Uncertainty for businesses
Even in the event of a deal businesses and haulage firms are expecting delays at the ports after the transition period.
Heidi Skinner from Logistics UK, which represents hauliers, says there is 'no good solution for traffic disruption',
"No business likes uncertainty and we'd like to see is a much clearer direction is to how this will progress. We are still waiting with very few days to go to know what sort of situation hauliers will have with access to the continent. There's a very complicated system that hauliers are required to get permits to access the continent if we don't have a deal. Otherwise we have to get bilateral trade agreements in place. This is very worrying situation for hauliers who are used to having free access to the continent and with such a short space of time they're now learning whether they do or do not have permits to go across to the EU."

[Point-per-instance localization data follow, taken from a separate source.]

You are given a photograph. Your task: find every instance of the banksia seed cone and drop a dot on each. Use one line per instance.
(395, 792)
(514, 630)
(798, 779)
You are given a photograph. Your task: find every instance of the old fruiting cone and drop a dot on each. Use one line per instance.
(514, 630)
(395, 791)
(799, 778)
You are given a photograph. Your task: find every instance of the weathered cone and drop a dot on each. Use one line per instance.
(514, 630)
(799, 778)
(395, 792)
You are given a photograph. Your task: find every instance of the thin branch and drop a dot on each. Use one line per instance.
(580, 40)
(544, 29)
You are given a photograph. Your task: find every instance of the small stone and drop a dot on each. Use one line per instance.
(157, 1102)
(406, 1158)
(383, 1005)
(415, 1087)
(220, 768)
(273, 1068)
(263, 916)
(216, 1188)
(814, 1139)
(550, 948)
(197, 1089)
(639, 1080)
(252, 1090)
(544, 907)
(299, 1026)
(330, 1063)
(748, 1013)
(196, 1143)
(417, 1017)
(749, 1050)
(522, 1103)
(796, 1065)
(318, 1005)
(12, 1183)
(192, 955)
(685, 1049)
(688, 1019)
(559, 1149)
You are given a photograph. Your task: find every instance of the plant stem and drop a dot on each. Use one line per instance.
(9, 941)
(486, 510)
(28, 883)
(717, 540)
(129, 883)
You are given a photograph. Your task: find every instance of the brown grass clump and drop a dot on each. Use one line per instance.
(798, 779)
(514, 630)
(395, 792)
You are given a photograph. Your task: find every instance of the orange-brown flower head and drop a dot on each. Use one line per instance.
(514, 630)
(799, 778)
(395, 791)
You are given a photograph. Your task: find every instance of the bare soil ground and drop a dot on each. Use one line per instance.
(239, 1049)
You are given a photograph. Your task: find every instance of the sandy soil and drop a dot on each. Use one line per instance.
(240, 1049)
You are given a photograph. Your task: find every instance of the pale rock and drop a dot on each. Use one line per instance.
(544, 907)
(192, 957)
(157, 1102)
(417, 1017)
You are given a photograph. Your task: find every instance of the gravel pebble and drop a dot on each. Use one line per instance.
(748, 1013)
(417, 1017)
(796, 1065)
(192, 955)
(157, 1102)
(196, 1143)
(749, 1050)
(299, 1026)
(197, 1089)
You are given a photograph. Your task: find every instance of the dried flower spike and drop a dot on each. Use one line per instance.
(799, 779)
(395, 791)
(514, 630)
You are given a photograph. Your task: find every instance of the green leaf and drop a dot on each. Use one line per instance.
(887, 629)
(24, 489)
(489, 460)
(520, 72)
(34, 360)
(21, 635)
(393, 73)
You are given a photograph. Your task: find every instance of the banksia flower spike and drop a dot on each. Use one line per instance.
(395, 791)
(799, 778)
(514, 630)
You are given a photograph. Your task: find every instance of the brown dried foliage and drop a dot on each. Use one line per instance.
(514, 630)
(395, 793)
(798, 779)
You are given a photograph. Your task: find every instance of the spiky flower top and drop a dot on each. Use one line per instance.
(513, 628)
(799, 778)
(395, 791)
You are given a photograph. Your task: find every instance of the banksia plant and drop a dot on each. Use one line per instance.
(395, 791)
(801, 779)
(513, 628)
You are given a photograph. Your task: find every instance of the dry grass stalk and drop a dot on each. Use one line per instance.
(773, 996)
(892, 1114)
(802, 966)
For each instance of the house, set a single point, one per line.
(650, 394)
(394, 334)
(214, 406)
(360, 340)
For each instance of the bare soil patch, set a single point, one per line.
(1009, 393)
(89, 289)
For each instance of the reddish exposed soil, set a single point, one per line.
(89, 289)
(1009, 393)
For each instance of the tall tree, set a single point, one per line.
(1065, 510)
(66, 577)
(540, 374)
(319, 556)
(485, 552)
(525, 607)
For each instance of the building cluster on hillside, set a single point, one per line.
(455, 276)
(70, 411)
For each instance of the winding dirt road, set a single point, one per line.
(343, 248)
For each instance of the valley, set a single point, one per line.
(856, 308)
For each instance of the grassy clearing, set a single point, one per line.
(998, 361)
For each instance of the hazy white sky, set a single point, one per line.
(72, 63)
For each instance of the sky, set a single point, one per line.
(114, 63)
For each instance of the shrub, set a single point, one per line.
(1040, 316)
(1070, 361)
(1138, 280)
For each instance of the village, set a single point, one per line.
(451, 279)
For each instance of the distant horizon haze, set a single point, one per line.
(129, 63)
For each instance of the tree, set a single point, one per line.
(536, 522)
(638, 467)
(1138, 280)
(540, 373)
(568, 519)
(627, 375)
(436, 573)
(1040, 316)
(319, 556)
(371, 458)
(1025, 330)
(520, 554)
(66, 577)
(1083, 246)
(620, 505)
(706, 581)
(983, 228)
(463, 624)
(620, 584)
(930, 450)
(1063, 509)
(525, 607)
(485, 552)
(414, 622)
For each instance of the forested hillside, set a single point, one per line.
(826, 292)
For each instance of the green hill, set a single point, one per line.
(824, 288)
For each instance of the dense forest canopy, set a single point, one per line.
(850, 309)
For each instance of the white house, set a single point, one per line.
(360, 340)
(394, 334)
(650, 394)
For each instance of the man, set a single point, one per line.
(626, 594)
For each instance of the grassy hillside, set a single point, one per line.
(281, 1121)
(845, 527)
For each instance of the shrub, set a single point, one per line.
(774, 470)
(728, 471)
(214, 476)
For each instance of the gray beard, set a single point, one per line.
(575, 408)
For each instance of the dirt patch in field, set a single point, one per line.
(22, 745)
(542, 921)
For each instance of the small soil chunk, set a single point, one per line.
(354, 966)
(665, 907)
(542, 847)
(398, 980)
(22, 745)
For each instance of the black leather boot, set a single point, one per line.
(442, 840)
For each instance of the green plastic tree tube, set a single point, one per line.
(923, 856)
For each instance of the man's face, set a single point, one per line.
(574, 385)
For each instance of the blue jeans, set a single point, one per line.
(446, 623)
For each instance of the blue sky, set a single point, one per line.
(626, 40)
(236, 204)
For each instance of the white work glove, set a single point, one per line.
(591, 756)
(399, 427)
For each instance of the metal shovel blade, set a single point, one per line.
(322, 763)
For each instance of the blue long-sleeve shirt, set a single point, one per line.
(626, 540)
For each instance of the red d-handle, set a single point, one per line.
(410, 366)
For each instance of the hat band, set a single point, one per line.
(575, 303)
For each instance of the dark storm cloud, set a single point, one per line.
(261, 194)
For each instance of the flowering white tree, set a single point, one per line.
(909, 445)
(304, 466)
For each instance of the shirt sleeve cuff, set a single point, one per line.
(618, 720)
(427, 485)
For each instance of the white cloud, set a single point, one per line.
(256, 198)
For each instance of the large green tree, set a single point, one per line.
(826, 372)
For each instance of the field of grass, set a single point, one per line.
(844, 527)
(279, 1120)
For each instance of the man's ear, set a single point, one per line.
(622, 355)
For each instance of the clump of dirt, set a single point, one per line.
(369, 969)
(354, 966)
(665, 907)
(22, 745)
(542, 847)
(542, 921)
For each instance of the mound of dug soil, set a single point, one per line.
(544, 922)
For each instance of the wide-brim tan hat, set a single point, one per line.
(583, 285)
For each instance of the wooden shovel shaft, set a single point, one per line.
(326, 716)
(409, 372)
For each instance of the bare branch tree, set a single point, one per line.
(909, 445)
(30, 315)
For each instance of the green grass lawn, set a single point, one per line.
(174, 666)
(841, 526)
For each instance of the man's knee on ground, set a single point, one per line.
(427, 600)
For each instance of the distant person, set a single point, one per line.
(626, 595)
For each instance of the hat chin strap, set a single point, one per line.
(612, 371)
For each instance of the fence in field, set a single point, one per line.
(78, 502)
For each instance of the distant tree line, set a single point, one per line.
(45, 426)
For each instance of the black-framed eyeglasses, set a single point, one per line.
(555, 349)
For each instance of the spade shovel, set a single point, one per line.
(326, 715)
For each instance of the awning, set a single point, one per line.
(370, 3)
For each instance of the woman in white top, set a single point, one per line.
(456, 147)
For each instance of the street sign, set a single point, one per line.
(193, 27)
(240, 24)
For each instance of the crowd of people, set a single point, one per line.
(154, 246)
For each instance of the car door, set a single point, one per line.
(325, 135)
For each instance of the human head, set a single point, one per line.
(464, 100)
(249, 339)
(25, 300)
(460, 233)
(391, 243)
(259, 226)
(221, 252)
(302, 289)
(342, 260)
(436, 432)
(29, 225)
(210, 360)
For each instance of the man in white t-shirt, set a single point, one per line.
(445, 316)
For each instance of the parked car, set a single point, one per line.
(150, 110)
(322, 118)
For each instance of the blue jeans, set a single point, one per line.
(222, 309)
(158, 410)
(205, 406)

"No businesses want to be in queues that costs time and money.We've got supply chains that are working on a just in time delivery basis, that are used to accessing the border quickly and efficiently . We don't want to see any queues at the border and it is vital we keep these supply chains moving."
Chris Wolfe is the owner of South East flowers. A wholesaler based in Ashford. She says the situation will be carnage,
"I think it's going to be carnage really. I'm hugely concerned we've been through Operation Stack many times. Being situated within Ashford we're right in the thick of it. Deal or no deal Brexit is going to have an impact on the transport of our flowers. Logistically it's going to be a problem as well as what happens on the financial side.
"We will probably start to work 24 hours advance. We normally receive our deliveries at 1am in the morning but if we're not receiving our flowers until the afternoon we will have to work a day ahead."
'Operation Brock will keep Kent moving'
Highways England south east operations director Nicola Bell said:
"We have again worked extensively with our partners in Kent and are confident that this test will provide a valuable dress rehearsal into the operation of our Kent-wide port disruption contingency measures. The test will help us to fine tune Operation Brock, finding ways to make the deployment quicker whenever the barrier is needed, whether it be in preparation for transition, or other disruption to cross-channel services.
"Operation Brock will keep Kent moving, and we thank road users in advance for their patience while the test is taking place."
Transport Secretary Grant Shapps said:
"Kent is a critical link to one of our busiest trade routes, and this state-of-the-art technology will ensure that we can keep the local road network moving.
"Testing this barrier now will ensure that if the system is needed it can be quickly and safely deployed, helping drivers get to where they need to be - even in the event of disruption at the end of the transition period and to assist with any other future disruption caused for any reason."